Execution result Steel, normal, maximum score for training data: score = 0.942 Steel, normal, maximizes score for test data: score = 0.962

The accuracy of the model that distinguishes between the steel type and the normal type seems to be the highest. Now, let's actually see what kind of judgment is made.

# %%
def poke_predict(type1, type2):
    type1_1 = df[df['Type 1'] == type1]
    type2_1 = df[df['Type 2'] == type1]
    type_1 = pd.concat([type1_1, type2_1])
    print("%s type pokemon: %d animals" % (type1, len(type_1)))

    type1_2 = df[df['Type 1'] == type2]
    type2_2 = df[df['Type 2'] == type2]
    type_2 = pd.concat([type1_2, type2_2])
    print("%s type pokemon: %d animals" % (type2, len(type_2)))

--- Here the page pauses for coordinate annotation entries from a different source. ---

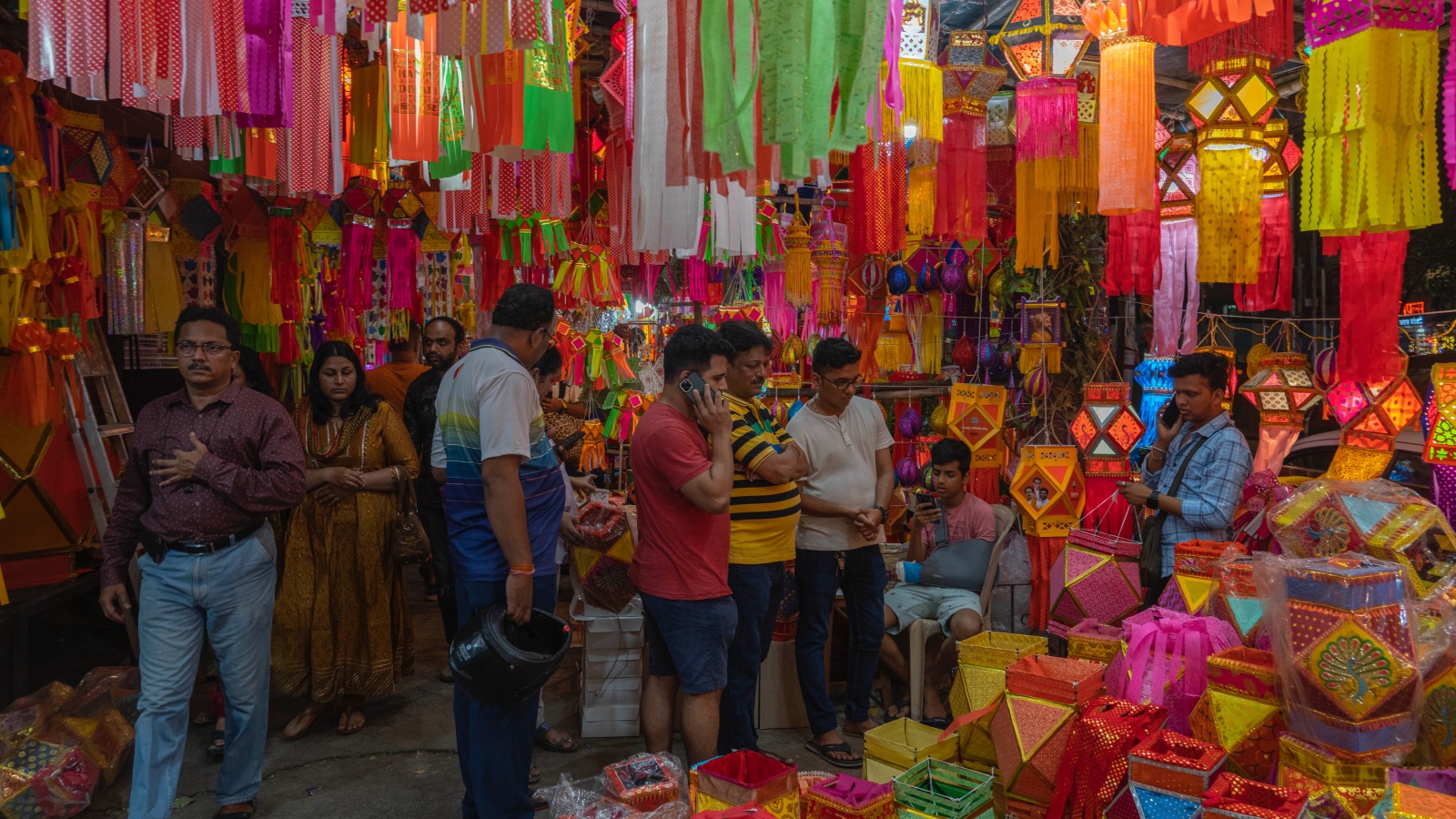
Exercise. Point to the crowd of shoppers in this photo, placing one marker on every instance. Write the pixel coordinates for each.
(733, 509)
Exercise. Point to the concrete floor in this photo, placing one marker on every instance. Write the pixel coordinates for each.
(404, 763)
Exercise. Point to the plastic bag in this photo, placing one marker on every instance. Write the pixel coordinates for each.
(1346, 649)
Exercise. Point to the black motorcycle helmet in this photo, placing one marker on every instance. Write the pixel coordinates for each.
(500, 663)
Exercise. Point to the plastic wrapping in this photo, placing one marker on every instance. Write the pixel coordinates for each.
(1344, 643)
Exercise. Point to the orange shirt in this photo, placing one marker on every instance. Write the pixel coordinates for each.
(392, 380)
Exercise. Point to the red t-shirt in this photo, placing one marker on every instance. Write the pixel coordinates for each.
(682, 551)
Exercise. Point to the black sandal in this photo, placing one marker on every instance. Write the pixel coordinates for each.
(823, 751)
(216, 746)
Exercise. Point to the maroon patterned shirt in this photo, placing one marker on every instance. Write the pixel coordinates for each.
(254, 467)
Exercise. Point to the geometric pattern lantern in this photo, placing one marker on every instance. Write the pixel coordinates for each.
(1370, 416)
(1106, 429)
(1281, 389)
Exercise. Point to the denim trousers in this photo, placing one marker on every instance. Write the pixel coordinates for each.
(439, 533)
(863, 579)
(228, 596)
(495, 741)
(756, 592)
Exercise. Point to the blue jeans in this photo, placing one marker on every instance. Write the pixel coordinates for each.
(756, 591)
(228, 595)
(495, 741)
(863, 579)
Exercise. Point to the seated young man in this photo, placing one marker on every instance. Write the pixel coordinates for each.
(967, 518)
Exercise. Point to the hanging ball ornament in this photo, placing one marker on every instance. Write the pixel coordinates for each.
(909, 424)
(899, 280)
(907, 471)
(1325, 372)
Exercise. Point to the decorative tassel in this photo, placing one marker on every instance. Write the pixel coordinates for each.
(1229, 215)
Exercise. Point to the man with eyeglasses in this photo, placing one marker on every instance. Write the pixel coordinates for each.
(844, 503)
(207, 465)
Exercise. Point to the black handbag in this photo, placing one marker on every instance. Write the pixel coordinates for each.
(1150, 557)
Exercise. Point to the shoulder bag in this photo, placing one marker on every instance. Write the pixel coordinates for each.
(1150, 557)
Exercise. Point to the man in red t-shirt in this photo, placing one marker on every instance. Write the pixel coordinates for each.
(682, 464)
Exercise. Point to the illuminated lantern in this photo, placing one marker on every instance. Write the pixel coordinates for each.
(970, 77)
(1283, 389)
(1239, 712)
(1050, 491)
(1370, 116)
(1128, 108)
(1230, 106)
(1040, 336)
(1278, 245)
(1106, 429)
(1370, 416)
(976, 417)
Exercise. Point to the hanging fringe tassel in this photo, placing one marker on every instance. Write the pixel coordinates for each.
(921, 215)
(922, 85)
(1372, 167)
(1229, 215)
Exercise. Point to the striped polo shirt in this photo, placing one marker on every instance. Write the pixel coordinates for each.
(764, 516)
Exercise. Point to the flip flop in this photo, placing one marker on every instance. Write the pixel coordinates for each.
(823, 751)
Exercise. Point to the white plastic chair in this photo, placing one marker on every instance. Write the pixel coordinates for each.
(922, 630)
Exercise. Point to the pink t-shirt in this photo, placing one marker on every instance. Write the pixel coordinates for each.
(967, 522)
(682, 551)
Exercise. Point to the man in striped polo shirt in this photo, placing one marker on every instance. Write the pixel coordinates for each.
(764, 513)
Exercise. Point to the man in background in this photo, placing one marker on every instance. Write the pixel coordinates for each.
(682, 460)
(444, 343)
(764, 513)
(392, 380)
(844, 501)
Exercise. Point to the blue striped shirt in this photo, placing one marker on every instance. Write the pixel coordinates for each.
(1212, 486)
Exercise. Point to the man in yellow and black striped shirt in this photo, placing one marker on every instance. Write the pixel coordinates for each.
(764, 515)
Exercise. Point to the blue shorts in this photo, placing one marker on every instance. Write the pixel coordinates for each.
(689, 640)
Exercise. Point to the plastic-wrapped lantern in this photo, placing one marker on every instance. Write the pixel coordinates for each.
(929, 278)
(909, 424)
(907, 471)
(899, 278)
(1324, 370)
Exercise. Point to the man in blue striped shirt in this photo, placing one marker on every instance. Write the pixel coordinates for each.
(1213, 482)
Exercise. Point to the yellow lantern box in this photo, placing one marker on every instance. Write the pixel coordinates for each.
(895, 748)
(1337, 789)
(980, 682)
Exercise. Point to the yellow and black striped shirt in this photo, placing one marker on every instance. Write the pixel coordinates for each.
(764, 516)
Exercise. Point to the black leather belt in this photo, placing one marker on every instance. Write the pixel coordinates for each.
(157, 547)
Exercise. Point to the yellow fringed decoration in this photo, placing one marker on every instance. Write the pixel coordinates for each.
(798, 278)
(921, 215)
(1370, 152)
(593, 448)
(1229, 210)
(1128, 106)
(922, 85)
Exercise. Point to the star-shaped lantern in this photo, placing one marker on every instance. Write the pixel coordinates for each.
(1107, 429)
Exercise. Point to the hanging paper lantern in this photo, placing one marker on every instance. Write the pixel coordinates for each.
(909, 423)
(1230, 106)
(1128, 106)
(899, 278)
(1325, 372)
(1283, 389)
(1382, 62)
(907, 471)
(1106, 429)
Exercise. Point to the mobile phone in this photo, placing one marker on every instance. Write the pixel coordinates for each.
(1171, 414)
(695, 383)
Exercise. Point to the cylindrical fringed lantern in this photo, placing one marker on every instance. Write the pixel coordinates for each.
(1273, 288)
(1370, 116)
(1230, 106)
(1127, 106)
(970, 77)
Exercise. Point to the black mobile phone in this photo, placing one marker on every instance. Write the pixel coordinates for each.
(1171, 414)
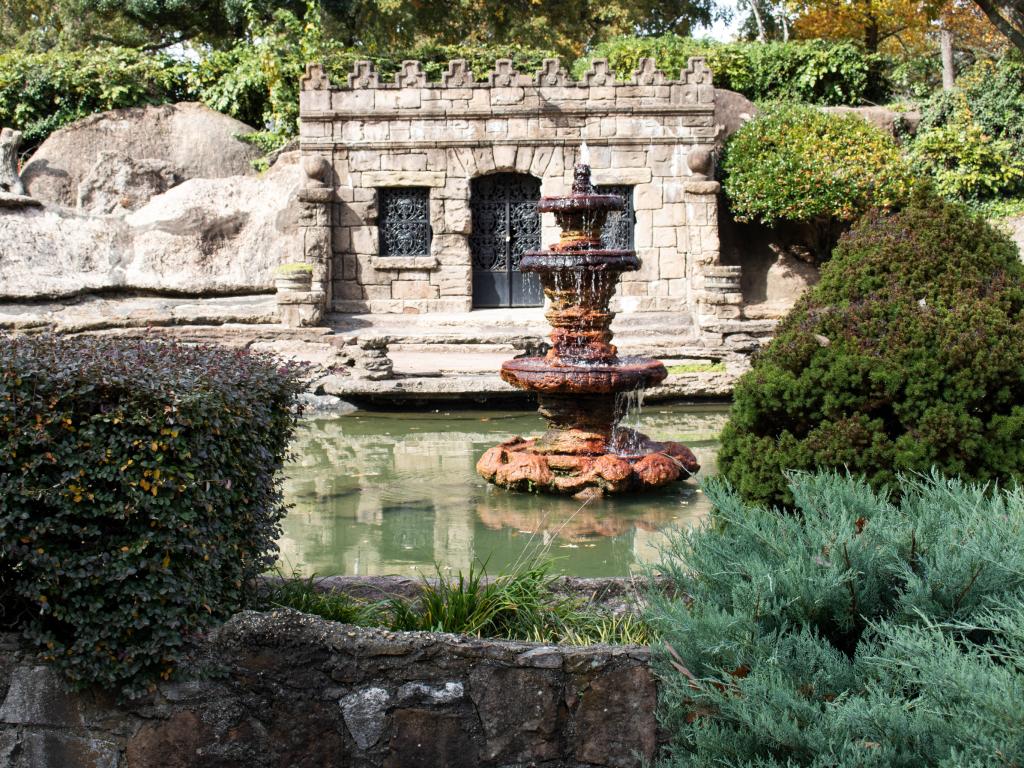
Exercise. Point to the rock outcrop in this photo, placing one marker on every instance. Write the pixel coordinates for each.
(194, 140)
(205, 236)
(118, 183)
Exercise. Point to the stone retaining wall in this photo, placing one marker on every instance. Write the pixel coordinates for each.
(290, 690)
(372, 135)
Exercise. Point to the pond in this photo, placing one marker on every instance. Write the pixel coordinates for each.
(394, 494)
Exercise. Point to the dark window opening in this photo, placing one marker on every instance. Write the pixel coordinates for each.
(403, 220)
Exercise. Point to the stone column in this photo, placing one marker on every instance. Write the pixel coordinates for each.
(715, 289)
(316, 200)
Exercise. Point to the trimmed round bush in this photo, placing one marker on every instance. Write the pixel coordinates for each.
(797, 163)
(139, 495)
(859, 633)
(905, 356)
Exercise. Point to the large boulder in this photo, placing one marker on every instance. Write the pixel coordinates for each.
(118, 183)
(194, 140)
(731, 111)
(204, 237)
(887, 121)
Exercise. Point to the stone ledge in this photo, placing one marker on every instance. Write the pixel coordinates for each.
(542, 110)
(622, 175)
(402, 178)
(701, 187)
(295, 689)
(403, 262)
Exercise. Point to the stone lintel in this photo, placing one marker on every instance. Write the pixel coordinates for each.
(402, 178)
(320, 144)
(622, 175)
(562, 110)
(316, 195)
(403, 262)
(701, 187)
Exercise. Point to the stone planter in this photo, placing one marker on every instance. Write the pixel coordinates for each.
(723, 279)
(295, 282)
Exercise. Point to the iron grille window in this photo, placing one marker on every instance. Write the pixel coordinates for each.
(617, 231)
(403, 221)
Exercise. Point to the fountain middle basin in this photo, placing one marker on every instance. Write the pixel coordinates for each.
(582, 383)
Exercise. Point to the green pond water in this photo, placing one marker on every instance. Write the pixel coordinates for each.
(393, 494)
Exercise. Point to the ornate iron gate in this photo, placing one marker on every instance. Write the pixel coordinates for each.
(506, 224)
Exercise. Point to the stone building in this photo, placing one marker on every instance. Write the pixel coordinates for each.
(421, 197)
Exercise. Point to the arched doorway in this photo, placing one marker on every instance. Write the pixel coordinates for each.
(506, 224)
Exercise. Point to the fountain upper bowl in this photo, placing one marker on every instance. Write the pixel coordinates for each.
(542, 375)
(540, 261)
(585, 202)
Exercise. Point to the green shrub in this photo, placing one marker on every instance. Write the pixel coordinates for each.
(989, 94)
(796, 163)
(138, 494)
(814, 71)
(41, 92)
(905, 355)
(967, 163)
(857, 633)
(518, 605)
(971, 139)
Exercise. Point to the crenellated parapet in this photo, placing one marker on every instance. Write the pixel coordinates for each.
(647, 90)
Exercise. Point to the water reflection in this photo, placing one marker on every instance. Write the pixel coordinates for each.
(395, 493)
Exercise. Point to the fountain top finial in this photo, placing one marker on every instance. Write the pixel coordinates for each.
(584, 198)
(581, 179)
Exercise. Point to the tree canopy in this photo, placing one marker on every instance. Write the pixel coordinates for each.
(379, 26)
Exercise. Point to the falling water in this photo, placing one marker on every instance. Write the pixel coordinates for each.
(625, 434)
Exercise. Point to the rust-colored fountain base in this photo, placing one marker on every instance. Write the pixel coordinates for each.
(526, 465)
(581, 381)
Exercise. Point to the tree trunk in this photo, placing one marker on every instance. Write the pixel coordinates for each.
(871, 35)
(991, 9)
(948, 69)
(762, 37)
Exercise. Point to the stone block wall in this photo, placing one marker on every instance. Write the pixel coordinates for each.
(411, 132)
(289, 690)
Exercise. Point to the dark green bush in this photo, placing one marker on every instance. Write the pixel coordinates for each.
(814, 71)
(797, 163)
(41, 92)
(904, 356)
(138, 494)
(857, 633)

    def type_to_num(p_type):
        if p_type == type1:
            return 0
        else:
            return 1

    poke_concat = pd.concat([type_1, type_2], ignore_index=True)
    type1_c = poke_concat["Type 1"].apply(type_to_num)
    type2_c = poke_concat["Type 2"].apply(type_to_num)
    poke_concat["type_num"] = type1_c*type2_c
    poke_concat.head()

    X = poke_concat.iloc[:, 7:13].values
    y = poke_concat["type_num"].values

    X_train, X_test, y_train, y_test = train_test_split(
        X, y, test_size=0.3, random_state=0)
    lr = LogisticRegression(C=1.0)
    lr.fit(X_train, y_train)

    i = 0
    error1 = 0
    success1 = 0
    error2 = 0
    success2 = 0
    print("")
    print("[%List of Pokemon judged to be s type]" % type1)
    print("----------------------------------------")
    print("")
    while i < len(poke_concat):
        y_pred = lr.predict(X[i].reshape(1, -1))
        if y_pred == 0:
            print(poke_concat.loc[i, ["Pokemon name"]])
            if poke_concat.loc[i, ["type_num"]].values == 0:
                success1 += 1
                print("%s type" % type1)
                print("")
            else:
                error1 += 1
                print("%Not s type" % type1)
                print("")
        else:
            if poke_concat.loc[i, ["type_num"]].values == 0:
                error2 += 1
            else:
                success2 += 1
        i += 1
    print("----------------------------------------")
    print("Correctly%Number of Pokemon judged to be s type: %d animals" % (type1, success1))
    print("Correctly%Number of Pokemon judged to be s type: %d animals" % (type2, success2))
    print("Accidentally%Number of Pokemon judged to be s type: %d animals" % (type1, error1))
    print("Accidentally%Number of Pokemon judged to be s type: %d animals" % (type2, error2))
    print("")


# %%
poke_predict("Steel", "normal")

Execution result Steel-type Pokemon: 58 Normal type Pokemon: 116
Number of Pokemon that were correctly judged to be a steel type: 50 Number of Pokemon correctly judged to be normal type: 115 Number of Pokemon that were mistakenly identified as a steel type: 1 Number of Pokemon that were mistakenly identified as normal type: 8

Although there is a difference in the number of samples, the accuracy of 94.8% can be said to be quite good. From this result, it can be said that the characteristics of the race value are different between the normal type and the steel type.

At the end

I'm a beginner less than a week after I started learning machine learning, but I think I was able to think deeply. If you have any wrong thoughts in this article, I would appreciate it if you could point them out.